Prior posts have noted that vaccines offer what is known as herd immunity [see http://en.wikipedia.org/wiki/Herd_immunity]. An inexpensive vaccine against typhoid fever demonstrates this effect, offers protection across age groups, and is particularly effective in preschool-age children, a large trial in India finds. The same study shows that vaccinating half the people in a neighborhood confers significant protection throughout its population (thus the herd immunity effect).
Despite the availability of two approved vaccines, many countries have lagged in their efforts to confront typhoid, which strikes 21 million people each year and causes 200,000 to 600,000 deaths worldwide. In the new study, researchers took an unusual approach to gauge the public health effect of one of the vaccines. In late 2004, the researchers vaccinated more than 37,000 people in the slums of Calcutta. People in some neighborhoods received an injection of a typhoid vaccine called Vi, while half the people in other neighborhoods, serving as a control sample, received hepatitis A vaccinations. The scientists vaccinated roughly half of the people in each neighborhood and arranged for clinics and hospitals to track any subsequent cases of fever that might be typhoid.

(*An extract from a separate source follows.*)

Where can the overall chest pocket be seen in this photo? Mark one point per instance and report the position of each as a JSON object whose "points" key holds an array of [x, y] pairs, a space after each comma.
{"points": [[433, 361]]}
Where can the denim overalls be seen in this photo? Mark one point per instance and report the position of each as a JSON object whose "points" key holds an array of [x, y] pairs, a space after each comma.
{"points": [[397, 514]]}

After two years, the researchers found that people who had received the typhoid vaccine had 61 percent fewer cases of the disease than did those who got the hepatitis shot. In children ages 2 to 5, a high-risk group, there were 80 percent fewer cases. Unvaccinated neighbors and relatives of people receiving the typhoid vaccine gained some protection, too. There were 57% fewer cases of typhoid overall in neighborhoods in which half of the people received the typhoid shot compared with neighborhoods where people got the hepatitis shot. That drop was not solely attributable to fewer cases among people who had been vaccinated. By vaccinating some people, pathogens have fewer targets to infect. Since typhoid is typically spread by feces-contaminated food and water, having fewer sick people spreading the microbes lessens overall disease risk.